Im Gegensatz zu "Newtopia" haben sich die Menschen hier bewusst zusammengeschlossen, weil sie eine bestimmte Vorstellung vom Leben haben. Sie haben meistens einen langen und intensiven Gründungsprozess hinter sich, in dem sie sich auf bestimmte Grundsätze geeinigt haben. Und sie sind sich bewusst über ihre Sozialisation und ihre verschiedenen Erfahrungen im Kapitalismus.

Keine heile Welt

Natürlich gibt es auch in diesen Kommunen Konflikte, alles andere wäre unrealistisch. Wenn Menschen zusammenleben, reiben sie sich aneinander, weil unterschiedliche Charaktere aufeinander treffen. Die Frage ist, wie sie mit solchen Konflikten umgehen und Lösungen finden, mit denen alle Beteiligten leben können. Dabei schaut zum Glück nicht die halbe Welt zu – und trotzdem haben diese Prozesse eine Bedeutung über die einzelne Gemeinschaft hinaus. Denn wenn es darum geht, eine andere Art des Zusammenlebens zu etablieren, braucht es solche konkreten Erfahrungen.

Das gilt nicht nur für die Reibereien untereinander, sondern auch für externe Spannungsfelder. Die Kommuja-Gemeinschaften wollen keine Inseln sein und sich irgendwo am Rande der Gesellschaft ein exklusives Paradies aufbauen. Sie wollen wirksam sein und möglichst viele Menschen mitnehmen. Sie wollen praktisch zeigen, dass es weder ständiges Wachstum noch Konkurrenz braucht, um zufrieden zu sein. Sie setzen sich bewusst mit ihrer Umgebung auseinander, einerseits mit den Menschen und andererseits mit den systemischen Strukturen.

Andere Antworten finden

Das führt immer wieder zu Herausforderungen, zum Beispiel, wenn es um die Finanzen geht. Geld soll idealerweise keine allzu wichtige Rolle mehr spielen, die Bedürfnisbefriedigung soll möglichst unabhängig sein von finanziellen Mitteln. Nichts desto trotz müssen sich solche Projekte irgendwie tragen. So stehen die einzelnen Kommunard*innen immer wieder vor der Frage, ob und wie sie Geld verdienen, wie viel nötig ist und welche Kompromisse sie dabei eingehen.
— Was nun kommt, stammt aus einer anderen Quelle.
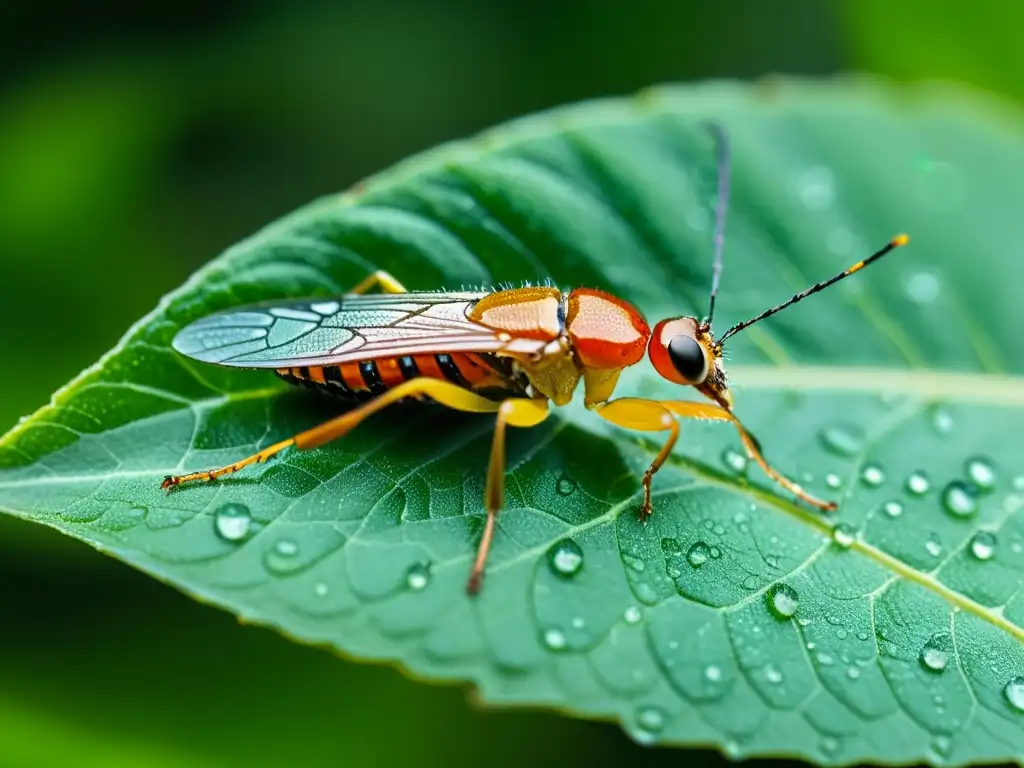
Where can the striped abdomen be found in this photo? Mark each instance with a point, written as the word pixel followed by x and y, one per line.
pixel 485 374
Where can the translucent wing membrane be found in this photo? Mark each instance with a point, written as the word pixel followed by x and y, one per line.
pixel 328 332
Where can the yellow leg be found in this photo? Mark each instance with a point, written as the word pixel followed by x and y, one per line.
pixel 384 280
pixel 649 416
pixel 643 416
pixel 443 392
pixel 518 413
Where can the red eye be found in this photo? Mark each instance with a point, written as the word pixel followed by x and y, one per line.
pixel 676 353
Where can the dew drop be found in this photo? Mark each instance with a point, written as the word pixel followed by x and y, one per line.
pixel 892 508
pixel 565 558
pixel 942 420
pixel 842 440
pixel 829 745
pixel 232 521
pixel 960 499
pixel 918 482
pixel 565 485
pixel 1015 693
pixel 733 460
pixel 816 187
pixel 844 535
pixel 782 600
pixel 983 545
pixel 281 558
pixel 650 719
pixel 934 655
pixel 872 475
pixel 981 472
pixel 554 639
pixel 697 554
pixel 922 288
pixel 418 577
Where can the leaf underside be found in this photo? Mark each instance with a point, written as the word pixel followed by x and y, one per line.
pixel 733 617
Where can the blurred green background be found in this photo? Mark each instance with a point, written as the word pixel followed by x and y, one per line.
pixel 137 142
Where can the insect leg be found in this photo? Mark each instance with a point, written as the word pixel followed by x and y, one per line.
pixel 643 416
pixel 384 280
pixel 689 410
pixel 518 413
pixel 443 392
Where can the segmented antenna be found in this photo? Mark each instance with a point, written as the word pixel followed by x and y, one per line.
pixel 899 240
pixel 722 144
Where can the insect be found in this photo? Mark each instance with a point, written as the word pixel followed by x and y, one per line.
pixel 511 353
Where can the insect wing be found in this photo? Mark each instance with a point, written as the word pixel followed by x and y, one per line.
pixel 328 332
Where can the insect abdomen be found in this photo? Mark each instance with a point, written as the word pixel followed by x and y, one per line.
pixel 361 381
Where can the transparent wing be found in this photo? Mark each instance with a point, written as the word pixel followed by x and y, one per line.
pixel 328 332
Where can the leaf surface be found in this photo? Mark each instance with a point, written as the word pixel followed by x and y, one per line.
pixel 891 632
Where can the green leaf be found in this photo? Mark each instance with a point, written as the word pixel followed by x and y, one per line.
pixel 734 616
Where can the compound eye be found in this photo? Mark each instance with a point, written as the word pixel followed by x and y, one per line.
pixel 688 357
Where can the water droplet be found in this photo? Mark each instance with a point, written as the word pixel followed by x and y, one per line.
pixel 232 521
pixel 892 508
pixel 960 499
pixel 942 420
pixel 816 187
pixel 565 558
pixel 829 745
pixel 418 577
pixel 650 719
pixel 983 545
pixel 844 535
pixel 1015 693
pixel 981 472
pixel 734 461
pixel 554 639
pixel 564 485
pixel 281 558
pixel 782 600
pixel 918 482
pixel 872 475
pixel 697 554
pixel 922 288
pixel 635 562
pixel 842 440
pixel 934 655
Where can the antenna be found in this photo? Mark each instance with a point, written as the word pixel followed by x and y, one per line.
pixel 899 240
pixel 722 143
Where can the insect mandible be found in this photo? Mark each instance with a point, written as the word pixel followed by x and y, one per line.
pixel 511 353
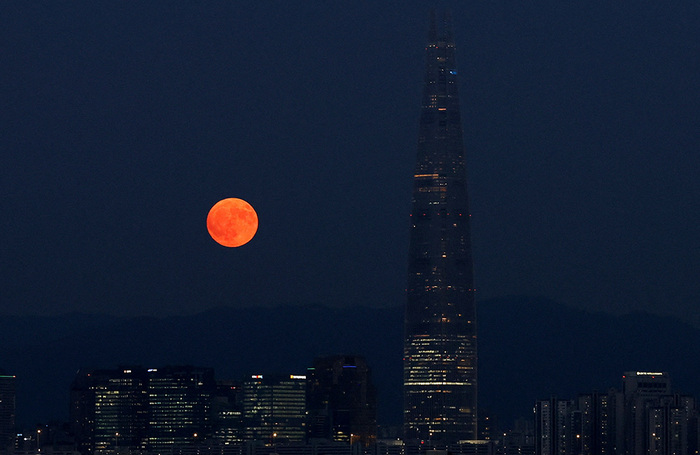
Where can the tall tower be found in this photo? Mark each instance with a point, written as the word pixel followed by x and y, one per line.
pixel 440 321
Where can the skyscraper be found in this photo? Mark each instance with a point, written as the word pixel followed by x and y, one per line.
pixel 341 401
pixel 7 411
pixel 440 320
pixel 274 408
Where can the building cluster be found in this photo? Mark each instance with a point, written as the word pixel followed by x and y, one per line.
pixel 179 409
pixel 644 418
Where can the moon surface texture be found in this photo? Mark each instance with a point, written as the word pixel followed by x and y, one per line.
pixel 232 222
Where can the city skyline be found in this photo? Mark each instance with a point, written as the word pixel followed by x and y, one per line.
pixel 124 124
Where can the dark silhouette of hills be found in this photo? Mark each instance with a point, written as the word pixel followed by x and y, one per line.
pixel 529 348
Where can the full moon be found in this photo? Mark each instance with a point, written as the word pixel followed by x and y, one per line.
pixel 232 222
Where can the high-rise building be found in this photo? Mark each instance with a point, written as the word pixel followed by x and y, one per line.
pixel 179 403
pixel 7 411
pixel 440 375
pixel 274 408
pixel 132 409
pixel 553 427
pixel 341 400
pixel 109 410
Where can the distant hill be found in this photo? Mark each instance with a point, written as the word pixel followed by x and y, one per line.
pixel 529 348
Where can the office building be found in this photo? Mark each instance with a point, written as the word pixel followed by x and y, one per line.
pixel 179 400
pixel 7 411
pixel 274 408
pixel 440 351
pixel 341 400
pixel 109 410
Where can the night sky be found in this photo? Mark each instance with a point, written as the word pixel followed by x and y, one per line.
pixel 122 123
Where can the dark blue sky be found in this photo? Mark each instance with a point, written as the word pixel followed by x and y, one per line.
pixel 123 123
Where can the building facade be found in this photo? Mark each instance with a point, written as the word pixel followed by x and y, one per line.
pixel 7 411
pixel 440 351
pixel 274 408
pixel 341 400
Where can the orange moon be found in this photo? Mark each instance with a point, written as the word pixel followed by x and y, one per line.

Jeden Tag vergleichen wir unsere Ansprüche mit der Realität und versuchen, unsere Ziele bloß nicht aus den Augen zu verlieren. Das ist anstrengend, keine Frage. Aber auf der anderen Seite macht es Hoffnung, weil wir hautnah miterleben, dass es funktionierende Alternativen gibt. Weil wir auf unsere Fragen endlich andere Antworten finden. Weil wir unser Leben selbstbestimmt gestalten und unsere Probleme nicht mehr alleine lösen müssen. Und nicht zuletzt: Weil es Spaß macht, in Gemeinschaft zu leben und gemeinsam etwas aufzubauen.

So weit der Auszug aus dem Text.